Rift delays immigs aid
A PROGRAM offering free lawyers to immigrants facing deportation has stopped taking clients due to a clash between Mayor de Blasio and the City Council over whether city cash can aid people convicted of serious crimes.
The New York Immigrant Family Unity Project has been refusing new clients since June because of the dispute over the legal services money, said Andrea Saenz, the program’s supervising attorney at Brooklyn Defender Services.
“Right now, we’re not serving our community. And people are scared that they’ll get arrested by ICE, and we want to be able to tell them that New York City has your back and we’ll get you a lawyer,” she said. “I never thought we’d be in this spot for this long.”
The city budget for the fiscal year that began on July 1 included $26 million to pay lawyers for immigrants threatened with deportation — but Mayor de Blasio said the money should not go to people convicted of 170 serious crimes.
Council Speaker Melissa Mark-Viverito objected to that rule, and inserted language into the budget passed saying only income — not criminal convictions — could be considered in admitting people to the program.
The mayor wouldn’t agree to go along with that condition, saying only that the dispute would be resolved in the contracting process.
The fight left the legal services groups in limbo, unable to spend any money because they don’t know who they’re allowed to represent.
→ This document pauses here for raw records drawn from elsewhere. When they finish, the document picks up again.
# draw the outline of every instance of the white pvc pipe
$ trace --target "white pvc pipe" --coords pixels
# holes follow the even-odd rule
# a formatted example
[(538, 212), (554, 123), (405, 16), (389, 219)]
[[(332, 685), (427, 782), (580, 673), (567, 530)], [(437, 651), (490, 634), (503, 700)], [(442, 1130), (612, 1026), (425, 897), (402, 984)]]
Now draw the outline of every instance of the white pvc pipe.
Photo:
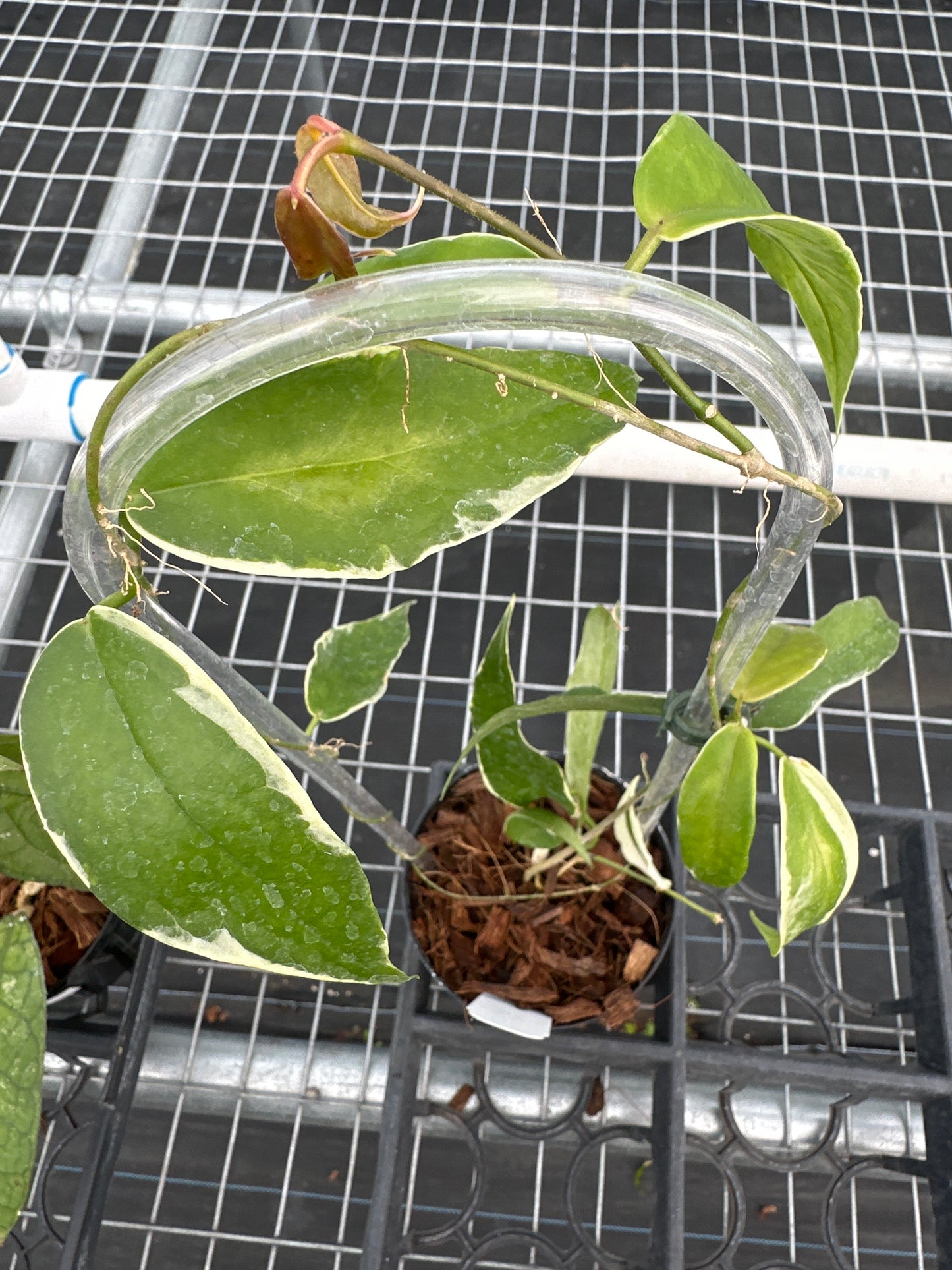
[[(0, 345), (0, 357), (6, 345)], [(23, 363), (15, 357), (19, 367)], [(109, 380), (93, 380), (75, 371), (0, 370), (0, 441), (83, 441), (112, 389)], [(15, 400), (10, 389), (18, 381)], [(718, 443), (701, 423), (678, 425), (682, 432)], [(779, 461), (769, 428), (743, 428), (772, 462)], [(910, 441), (904, 437), (843, 434), (834, 447), (838, 494), (856, 498), (895, 498), (909, 503), (952, 503), (952, 442)], [(739, 472), (713, 458), (675, 450), (646, 432), (625, 428), (589, 455), (581, 476), (663, 481), (739, 489)], [(759, 483), (763, 485), (763, 483)], [(751, 481), (751, 489), (759, 488)]]

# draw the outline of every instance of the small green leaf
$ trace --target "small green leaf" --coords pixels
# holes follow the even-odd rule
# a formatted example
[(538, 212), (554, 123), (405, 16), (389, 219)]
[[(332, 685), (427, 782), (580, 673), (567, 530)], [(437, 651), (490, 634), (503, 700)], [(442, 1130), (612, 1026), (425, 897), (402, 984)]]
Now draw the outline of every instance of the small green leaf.
[(830, 782), (805, 758), (781, 759), (781, 921), (777, 951), (840, 906), (859, 867), (859, 841)]
[(748, 871), (757, 823), (757, 742), (729, 723), (704, 743), (678, 795), (678, 838), (698, 881), (732, 886)]
[[(509, 662), (509, 625), (514, 607), (513, 596), (476, 672), (471, 706), (475, 730), (500, 710), (515, 705), (515, 682)], [(550, 798), (566, 810), (574, 810), (562, 768), (528, 743), (518, 723), (498, 728), (476, 747), (476, 756), (486, 787), (504, 803), (528, 806)]]
[(776, 212), (748, 174), (697, 121), (674, 114), (635, 173), (635, 210), (668, 243), (741, 222), (748, 244), (793, 300), (820, 354), (839, 427), (859, 353), (862, 274), (843, 237)]
[[(393, 251), (368, 255), (357, 262), (357, 272), (381, 273), (413, 264), (446, 264), (451, 260), (536, 260), (538, 257), (522, 243), (500, 234), (454, 234), (448, 237), (411, 243)], [(333, 279), (327, 279), (327, 283)], [(327, 283), (321, 283), (326, 286)]]
[(414, 602), (335, 626), (315, 640), (305, 671), (305, 702), (314, 723), (333, 723), (380, 701), (390, 672), (410, 643), (406, 615)]
[(22, 707), (43, 823), (114, 913), (278, 974), (401, 983), (357, 856), (225, 693), (116, 608), (65, 626)]
[(839, 427), (859, 356), (863, 276), (842, 235), (798, 216), (748, 222), (750, 250), (797, 306), (820, 354)]
[(770, 956), (777, 956), (777, 954), (781, 950), (781, 932), (777, 930), (776, 926), (769, 926), (767, 922), (762, 922), (753, 908), (749, 909), (749, 913), (750, 913), (750, 921), (763, 935), (764, 944), (770, 950)]
[(678, 243), (773, 208), (696, 119), (673, 114), (635, 171), (635, 211), (645, 229)]
[[(628, 801), (635, 796), (635, 791), (641, 781), (640, 776), (628, 785), (628, 787), (622, 794), (619, 801)], [(651, 859), (651, 852), (647, 848), (647, 842), (645, 841), (645, 831), (641, 828), (641, 820), (638, 820), (638, 814), (635, 808), (628, 808), (618, 819), (614, 822), (614, 841), (618, 843), (618, 850), (621, 851), (625, 861), (642, 872), (654, 885), (655, 890), (670, 890), (671, 879), (665, 878), (663, 872), (658, 870), (654, 860)]]
[(28, 919), (0, 921), (0, 1243), (29, 1194), (46, 1048), (46, 986)]
[[(589, 357), (480, 353), (598, 392)], [(632, 400), (637, 377), (623, 367), (612, 376)], [(391, 347), (268, 380), (150, 458), (133, 486), (155, 508), (136, 493), (129, 518), (152, 542), (215, 568), (307, 578), (409, 569), (508, 521), (625, 427), (527, 385), (499, 389), (485, 371)]]
[(796, 728), (831, 693), (872, 674), (899, 648), (899, 624), (876, 596), (845, 599), (814, 622), (826, 657), (798, 683), (760, 702), (755, 728)]
[[(600, 605), (590, 610), (581, 630), (567, 688), (602, 688), (611, 692), (618, 671), (618, 620)], [(576, 805), (588, 810), (592, 765), (604, 726), (604, 712), (571, 711), (565, 716), (565, 780)]]
[(20, 881), (83, 890), (83, 879), (70, 869), (39, 819), (15, 733), (0, 740), (0, 872)]
[(734, 685), (737, 701), (762, 701), (797, 683), (823, 662), (826, 645), (810, 626), (774, 622), (746, 660)]
[(527, 806), (510, 812), (503, 831), (513, 842), (542, 851), (556, 851), (564, 842), (575, 843), (579, 838), (567, 820), (546, 806)]
[(567, 692), (553, 692), (547, 697), (538, 697), (536, 701), (524, 701), (520, 705), (505, 706), (496, 711), (484, 724), (473, 729), (462, 753), (453, 763), (453, 768), (447, 776), (443, 790), (449, 789), (457, 768), (470, 753), (481, 744), (486, 737), (491, 737), (500, 728), (520, 723), (523, 719), (542, 719), (545, 715), (567, 714), (574, 710), (617, 710), (619, 714), (645, 715), (649, 719), (660, 719), (664, 714), (668, 696), (664, 692), (598, 692), (595, 688), (569, 688)]

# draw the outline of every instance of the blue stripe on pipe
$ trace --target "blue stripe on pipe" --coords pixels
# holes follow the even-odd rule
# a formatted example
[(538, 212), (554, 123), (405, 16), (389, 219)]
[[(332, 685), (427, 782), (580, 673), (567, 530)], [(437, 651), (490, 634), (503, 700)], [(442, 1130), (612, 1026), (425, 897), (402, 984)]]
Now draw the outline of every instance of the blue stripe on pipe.
[(75, 380), (72, 381), (72, 384), (70, 385), (70, 395), (69, 395), (69, 398), (66, 399), (66, 409), (67, 409), (67, 411), (69, 411), (69, 418), (70, 418), (70, 429), (71, 429), (71, 432), (72, 432), (74, 437), (76, 438), (76, 441), (79, 441), (79, 443), (80, 443), (80, 444), (83, 444), (83, 442), (84, 442), (84, 441), (85, 441), (86, 438), (85, 438), (85, 437), (83, 436), (83, 433), (81, 433), (81, 432), (79, 431), (79, 428), (76, 427), (76, 419), (75, 419), (75, 417), (74, 417), (74, 414), (72, 414), (72, 408), (74, 408), (74, 405), (76, 404), (76, 392), (77, 392), (77, 390), (79, 390), (79, 386), (80, 386), (80, 384), (81, 384), (81, 382), (83, 382), (84, 380), (88, 380), (88, 378), (89, 378), (89, 376), (88, 376), (88, 375), (83, 375), (83, 373), (77, 375), (77, 376), (76, 376), (76, 378), (75, 378)]

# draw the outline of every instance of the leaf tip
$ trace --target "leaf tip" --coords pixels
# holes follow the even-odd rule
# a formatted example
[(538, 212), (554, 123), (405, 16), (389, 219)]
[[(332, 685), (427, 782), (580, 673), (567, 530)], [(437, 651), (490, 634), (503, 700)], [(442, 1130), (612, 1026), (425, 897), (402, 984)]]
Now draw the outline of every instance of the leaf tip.
[(750, 912), (750, 921), (758, 928), (760, 935), (763, 935), (764, 944), (769, 949), (770, 956), (777, 956), (781, 949), (783, 947), (783, 945), (781, 944), (781, 932), (777, 930), (776, 926), (768, 926), (767, 922), (762, 922), (753, 908), (749, 912)]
About 100 detained immigrants have missed out on representation in the six weeks the program has been out of commission, Saenz said.
“We could help these people if we knew that we had the funding to do so,” she said. “No one’s getting represented while we wait, and no one thought we would be waiting this long, unfortunately.”
De Blasio and Mark-Viverito’s camps are working to strike a deal, but it’s unclear how long it will take.
As for the New York Immigrant Family Unity Project, de Blasio spokeswoman Freddi Goldstein said, “There’s nothing preventing this group from providing legal services to anyone they wish. They are the ones making the decision not to, while we attempt to work this out.”